Last week, an Illinois Judge ruled that a woman could use embryos created with her now ex-boyfriend, over the boyfriend's objections. In an ongoing battle now in its fourth year, Karla Dunston, a 42 year-old cancer survivor, rendered infertile by chemotherapy, has fought to obtain the right to use embryos created and frozen prior to cancer treatment with former boyfriend Jacob Szafranski. Szafranski disputed the use and believed his informed consent document signed at the fertility clinic afforded him the right of consent as to the future use of their embryos. Previously, the Illinois appellate court had ruled the lower court was to analyze the dispute based on the prior agreement of the parties creating the pre-embryos. After analyzing the evidence again in the trial court, the pre-embryos were awarded to Dunston. Szafranski and his attorneys have indicated they will appeal the ruling.
On May 19, 2014 Szafranski appeared on CNN, stating his belief that documents previously signed required his consent before any action could be taken. While he claimed he agreed Dunston could have his sperm to create embryos and agreed “….in part…” to use of the embryos by Dunston, the physician plan, prior to creating the embryos, was to harvest some unfertilized eggs to cryopreserve in addition to fertilized eggs. Szafranski claimed the plan was to “..make embryos and eggs…” Yet, according to Szafranski, when the physicians harvested the eggs, they were unable to harvest many and advised that all of the harvested eggs be fertilized.
Szafranski contends that the signed informed consent document provided by the fertility center indicating both of them were to agree to the use of the embryos, is evidence that they both have equal rights to the embryos. At the fertility center, physicians encouraged Dunston and Szafranski to seek legal advice. The court considered evidence that the parties had considered a sperm donor agreement and a co-parenting agreement. The co-parenting agreement was provided to Szafranski but he chose not to sign it. He also did not sign a sperm donor agreement. Both provided verbal testimony as to any agreement.

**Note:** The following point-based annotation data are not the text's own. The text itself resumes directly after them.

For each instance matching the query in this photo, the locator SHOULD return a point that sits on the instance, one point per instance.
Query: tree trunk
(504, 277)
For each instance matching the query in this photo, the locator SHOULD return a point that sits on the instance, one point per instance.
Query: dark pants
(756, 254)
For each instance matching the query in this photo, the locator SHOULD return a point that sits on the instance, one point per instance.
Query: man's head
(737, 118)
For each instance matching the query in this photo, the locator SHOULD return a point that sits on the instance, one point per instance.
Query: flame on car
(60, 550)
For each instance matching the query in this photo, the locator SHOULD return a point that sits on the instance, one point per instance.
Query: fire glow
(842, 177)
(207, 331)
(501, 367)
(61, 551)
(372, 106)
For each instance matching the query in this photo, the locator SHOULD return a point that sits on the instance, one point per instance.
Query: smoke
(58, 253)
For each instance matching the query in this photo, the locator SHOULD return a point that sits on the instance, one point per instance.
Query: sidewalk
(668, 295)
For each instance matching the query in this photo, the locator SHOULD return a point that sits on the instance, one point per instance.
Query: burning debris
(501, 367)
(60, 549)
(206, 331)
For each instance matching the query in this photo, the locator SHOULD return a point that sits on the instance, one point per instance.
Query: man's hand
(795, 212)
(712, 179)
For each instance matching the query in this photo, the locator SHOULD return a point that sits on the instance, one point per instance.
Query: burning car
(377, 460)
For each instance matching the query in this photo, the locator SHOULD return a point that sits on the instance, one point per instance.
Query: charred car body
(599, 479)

Practitioners in the fertility industry are interested in what the outcome will be to the appeal of this action. Practitioners need to remain mindful that signed informed consent documents will be part of the evidence presented in the event of an embryo custody dispute, but may or may not be determinative of the outcome as all evidence will be considered. In Illinois, where the court will look at evidence of the agreement of the parties prior to the creation of embryos, parties should consider each obtaining their own independent legal advice and obtaining mutually signed agreements as to the duties and obligations of each party, in addition to any informed consent documentation a clinic may provide.